The present invention relates to a resource management device in a data processing system in which a plurality of masters access a shared resource.
In recent years, a small chip area, low power consumption, and capability of effective processing have become critical in a system LSI in which a plurality of masters, such as processors, DSPs (Digital Signal Processors), DMA (Direct Memory Access) controllers, etc., are connected to a resource, such as a memory, an input/output device, etc., by way of a plurality of buses. To that end, it is important to share the resource and realize effective access control.
In access control for enabling the resource sharing, the right to use the resource needs to be arbitrated in order to prevent a collision of access requests transmitted from the masters. Since the access conditions vary from master to master, the arbitration operation has to be performed flexibly so as to correspond to the access conditions of each master. Conventional access management devices which perform flexible arbitration are as follows.
A first conventional technique is a bus arbitration system for arbitrating accesses from a plurality of input/output devices to a single bus. In this system, a device having the highest priority is switched at a certain time interval, and when the highest priority device does not use the bus or for a period of time in which no highest priority device is specified, the arbitration operation is performed based on a fairly-allocated round-robin scheme or the like (see U.S. Pat. No. 5,533,205).
According to a second conventional technique, an access bandwidth is guaranteed in accesses from a plurality of masters to a shared resource by pre-allocating the access from each master (see U.S. Pat. No. 5,948,089).
A third conventional technique is a bus arbitration system for controlling accesses from a plurality of masters to a single bus. In this system, priority order is changed at every bus cycle, which is the unit cycle of bus operation, so that the right to use the bus only for the next single bus cycle unit is given (see U.S. Pat.
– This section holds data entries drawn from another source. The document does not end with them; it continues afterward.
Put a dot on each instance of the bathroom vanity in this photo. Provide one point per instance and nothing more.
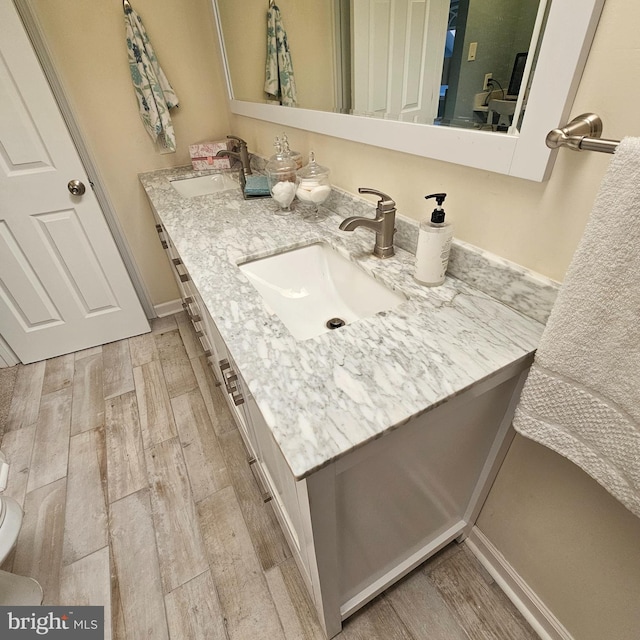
(376, 443)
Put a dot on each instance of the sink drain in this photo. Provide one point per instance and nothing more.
(335, 323)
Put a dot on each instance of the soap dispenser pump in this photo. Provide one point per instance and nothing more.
(434, 245)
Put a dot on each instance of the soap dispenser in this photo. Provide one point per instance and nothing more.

No. 6,070,205).
In the first conventional technique, it is possible to set a time at which each device is assigned the highest priority for using the bus. However, in a case where a bus cycle in which the bus is used requires a plurality of clocks, the access, once it has started, does not stop even if the device having the highest priority is switched to another device, which inhibits access from the device that should be arbitrated with the highest priority.
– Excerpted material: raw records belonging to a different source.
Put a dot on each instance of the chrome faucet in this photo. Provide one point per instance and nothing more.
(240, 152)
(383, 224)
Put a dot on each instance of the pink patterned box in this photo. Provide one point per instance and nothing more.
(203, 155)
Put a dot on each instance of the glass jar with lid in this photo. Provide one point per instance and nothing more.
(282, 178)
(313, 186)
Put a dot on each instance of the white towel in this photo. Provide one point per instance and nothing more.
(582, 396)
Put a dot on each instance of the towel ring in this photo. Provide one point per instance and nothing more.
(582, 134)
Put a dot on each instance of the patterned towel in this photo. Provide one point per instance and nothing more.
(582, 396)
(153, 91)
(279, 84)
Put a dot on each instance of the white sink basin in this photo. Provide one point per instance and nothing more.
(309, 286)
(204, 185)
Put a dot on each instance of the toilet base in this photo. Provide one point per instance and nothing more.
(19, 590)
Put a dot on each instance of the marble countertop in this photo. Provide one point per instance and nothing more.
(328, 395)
In the second conventional technique, it is possible to allocate the bus for a suitable period of time in accordance with accesses made from the masters. Nevertheless, when an access request sent from each master is unpredictable, the allocation of the right to use the shared resource to each maser cannot be performed properly.
In the third conventional technique, it is possible to assign weights to the allocation of the bus-use right to the masters. However, when bus cycles with different transfer sizes are present together or when access time to the resource changes depending upon circumstances, a transfer size within a given time period and hence an access bandwidth cannot be guaranteed for each master, because each bus cycle has a different number of clocks.